M. le président. Je vais maintenant mettre aux voix l'article 2, tel qu'il a été amendé.

(Il est procédé au scrutin.)

M. le président. Le scrutin est clos. (Vives exclamations sur les bancs du groupe SRC)

Voici le résultat du scrutin :

Nombre de votants 153

Nombre de suffrages exprimés 153

Majorité absolue 77

(L'article n° 2, amendé, est adopté)

Plusieurs députés du groupe SRC. Nous n’avons pas eu le temps de voter !

M. le président. Faudrait-il le recommencer ? (Protestations sur les bancs du groupe UMP.)

Après l'article 2

 m le président. La parole est à M. Dominique Tian, pour soutenir l'amendement n° 59.

M. Dominique Tian. Dans son rapport de janvier 2007, l’Inspection générale des finances relevait que la prime pour l’emploi était la seule prestation « sociale » qui n’est pas soumise à une condition de régularité du séjour, contrairement au RSA, aux allocations familiales ou encore à celles facilitant le logement.

Le présent amendement vise à corriger cette anomalie en harmonisant le régime des prestations servies : aucun versement de la prime pour l’emploi ne pourrait être effectué au bénéfice d’un foyer fiscal, avant que l’administration fiscale n’ait vérifié auprès de l’autorité administrative compétente la régularité du séjour des personnes de nationalité étrangère composant ce foyer.
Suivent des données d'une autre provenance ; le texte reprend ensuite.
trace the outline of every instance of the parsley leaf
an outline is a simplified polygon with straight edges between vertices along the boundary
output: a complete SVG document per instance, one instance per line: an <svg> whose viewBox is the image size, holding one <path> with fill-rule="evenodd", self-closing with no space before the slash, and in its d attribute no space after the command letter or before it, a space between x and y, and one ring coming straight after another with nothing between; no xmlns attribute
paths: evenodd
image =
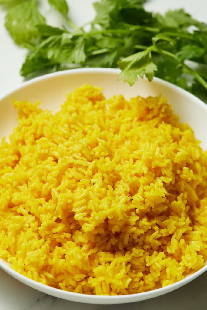
<svg viewBox="0 0 207 310"><path fill-rule="evenodd" d="M45 22L38 10L36 0L31 0L10 9L6 17L5 26L16 43L26 46L38 42L40 33L36 25Z"/></svg>
<svg viewBox="0 0 207 310"><path fill-rule="evenodd" d="M9 8L8 31L29 50L22 75L118 66L119 79L130 85L137 75L150 81L155 75L207 100L207 24L183 9L161 15L145 10L145 0L100 0L94 4L96 16L88 31L68 17L66 0L48 1L74 31L47 24L38 11L39 1L0 0ZM191 26L196 29L190 31Z"/></svg>
<svg viewBox="0 0 207 310"><path fill-rule="evenodd" d="M181 61L186 59L196 60L204 56L206 53L206 49L195 44L187 44L181 47L177 55Z"/></svg>
<svg viewBox="0 0 207 310"><path fill-rule="evenodd" d="M157 70L157 66L152 61L150 50L146 50L128 56L118 62L122 72L119 80L124 78L130 85L137 80L137 75L143 78L145 75L149 81L151 81Z"/></svg>

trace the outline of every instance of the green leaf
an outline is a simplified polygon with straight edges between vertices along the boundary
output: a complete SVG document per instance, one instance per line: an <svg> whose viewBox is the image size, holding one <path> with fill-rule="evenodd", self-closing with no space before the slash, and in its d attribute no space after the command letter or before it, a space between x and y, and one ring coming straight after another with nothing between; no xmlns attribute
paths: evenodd
<svg viewBox="0 0 207 310"><path fill-rule="evenodd" d="M156 34L154 37L152 38L152 43L155 45L157 42L160 40L164 40L170 42L173 44L175 44L175 41L169 37L169 36L165 34L164 33L160 33Z"/></svg>
<svg viewBox="0 0 207 310"><path fill-rule="evenodd" d="M46 24L37 25L36 27L41 33L41 36L43 38L61 34L65 32L65 31L63 29L57 27L52 27Z"/></svg>
<svg viewBox="0 0 207 310"><path fill-rule="evenodd" d="M176 55L181 61L186 59L197 59L204 55L206 49L195 44L184 45Z"/></svg>
<svg viewBox="0 0 207 310"><path fill-rule="evenodd" d="M81 64L85 61L86 56L84 48L84 38L83 37L80 37L76 40L75 46L70 55L70 60L71 62Z"/></svg>
<svg viewBox="0 0 207 310"><path fill-rule="evenodd" d="M111 0L102 0L100 2L95 2L93 6L97 15L92 23L98 24L106 27L108 27L111 19L110 13L116 7L115 2Z"/></svg>
<svg viewBox="0 0 207 310"><path fill-rule="evenodd" d="M118 65L122 70L119 80L124 78L124 82L131 86L137 80L137 75L143 78L145 75L149 81L151 81L157 70L157 66L152 61L149 49L121 60L118 62Z"/></svg>
<svg viewBox="0 0 207 310"><path fill-rule="evenodd" d="M193 20L190 15L182 9L174 11L169 10L163 16L157 13L156 17L158 22L167 28L178 28L181 25L194 24Z"/></svg>
<svg viewBox="0 0 207 310"><path fill-rule="evenodd" d="M27 57L22 67L21 75L27 76L33 72L55 65L84 62L86 55L83 38L75 40L70 37L69 34L64 33L49 37L42 42Z"/></svg>
<svg viewBox="0 0 207 310"><path fill-rule="evenodd" d="M31 0L10 9L6 16L5 26L16 43L24 46L37 43L40 33L36 25L45 21L36 0Z"/></svg>
<svg viewBox="0 0 207 310"><path fill-rule="evenodd" d="M155 74L156 77L174 84L177 84L182 73L181 67L175 65L174 62L166 58L158 60L156 64L157 66Z"/></svg>
<svg viewBox="0 0 207 310"><path fill-rule="evenodd" d="M65 0L48 0L50 5L65 16L67 14L69 8Z"/></svg>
M. le président. Quel est l’avis de la commission ?

M. Christian Eckert, rapporteur général. Il s’agit d’un amendement bien connu, monsieur Tian, et le nouveau rapporteur général, comme le précédent, y oppose un avis défavorable. On ne va pas demander aux gens de payer leurs impôts sans pouvoir bénéficier de la prime pour l’emploi. L’égalité et l’équité commandent de repousser cet amendement.

M. le président. Quel est l’avis du Gouvernement ?

M. Jérôme Cahuzac, ministre délégué. Défavorable : ce n’est pas au droit fiscal de régler ces questions.

(L'amendement n° 59 n'est pas adopté.)

Rappel au règlement

M. le président. La parole est à M. Hervé Mariton, pour un dernier rappel au règlement.

M. Hervé Mariton. Monsieur le président, nous avons connu hier un incident dû à nos collègues socialistes qui, peu ardents à voter l’article premier, sont arrivés tardivement et ont obtenu un résultat beaucoup plus juste qu’ils ne l’espéraient. (Exclamations sur les bancs du groupe SRC.)

On constate ce soir que le même phénomène s’est reproduit concernant l’article 2. Il y a manifestement, du côté de la majorité, bien peu d’ardeur à voter ce collectif injuste. (Exclamations sur les bancs du groupe SRC.)

J’ajoute, monsieur le président, que l’intention que vous avez un instant manifestée de rouvrir les opérations de vote n’était pas très élégante.

M. le président. Cela était dû, monsieur Mariton, à l’ardeur qui était la mienne à faire voter cet article 2 ! Mais comme la majorité l’a finalement adopté, cela n’a posé aucun problème.

2

Ordre du jour de la prochaine séance

M. le président. Prochaine séance, jeudi 19 juillet 2012 à neuf heures trente :

Suite de la discussion sur le projet de loi de finances rectificative pour 2012.

La séance est levée.

(La séance est levée le jeudi 19 juillet 2012 à une heure quarante.)